A traditional IRA, or Individual Retirement Account, is a tax-deferred
investment and savings account that acts as a personal retirement fund for people with employment income.
Roth IRA offers higher income limits and more relaxed eligibility rules
than available with the traditional account. Individuals earning up to $95,000 and couples earning up to $150,000
can fully contribute to a Roth -- even if they're already covered by an employer-sponsored retirement plan.
A SEP-IRA, or Simplified Employee Pension IRA, is a tax-deferred retirement
plan provided by sole proprietors or small businesses, most of which do not have any other retirement plan. Contributions
are made by the employer, up to 15% of each employee's total compensation, with a maximum contribution of $25,500.
A SARSEP-IRA, or Salary Reduction SEP-IRA, is a tax-deferred retirement
plan provided by sole proprietors or small businesses with fewer than 25 employees. Contributions are made by both
the employee and the employer.
The SIMPLE-IRA, or Savings Incentive Match Plan for Employees-IRA,
replaced the SARSEP-IRA for new plans established on or after January 1, 1997. The SIMPLE-IRA is a tax-deferred
retirement plan provided by sole proprietors or small businesses (fewer than 100 employees) who do not maintain
or contribute to any other retirement plan.
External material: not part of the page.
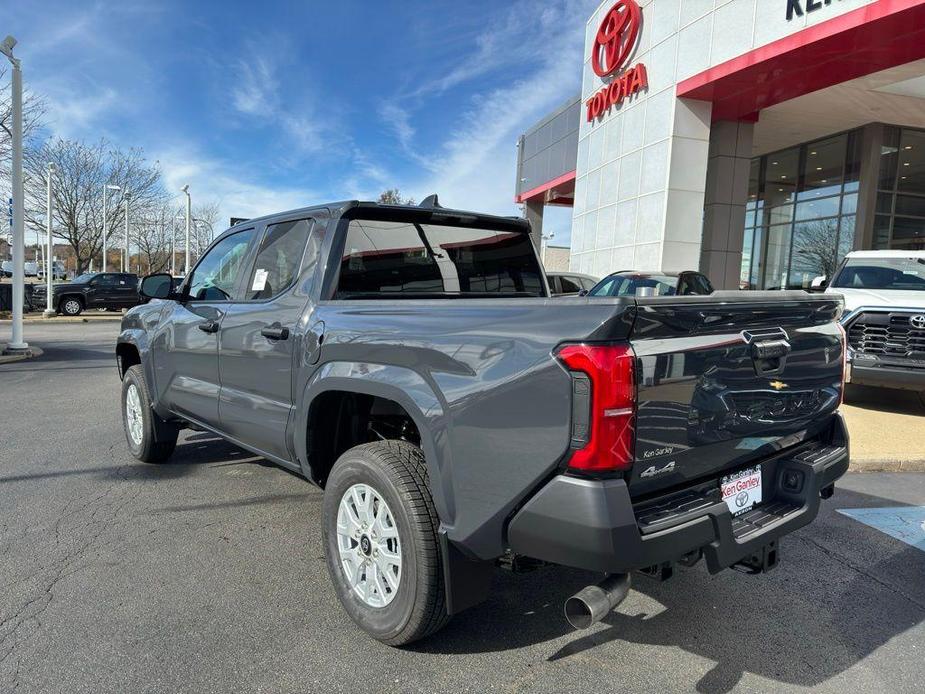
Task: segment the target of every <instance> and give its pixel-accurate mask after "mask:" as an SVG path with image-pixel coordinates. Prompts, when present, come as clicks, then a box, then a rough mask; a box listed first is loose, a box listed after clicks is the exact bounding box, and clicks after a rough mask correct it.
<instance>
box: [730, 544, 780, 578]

A Keogh plan is a tax-deferred retirement plan designed to help self-employed
workers or individuals who earn self-employed income establish a retirement savings program.
A pension plan is a retirement plan, offered by some employers, that
pays a set amount each year during retirement. Also called a defined-benefit plan, company pensions guarantee a
specific amount of benefits to employees, calculated using a formula that typically includes your final salary,
years of service, and a fixed percentage rate.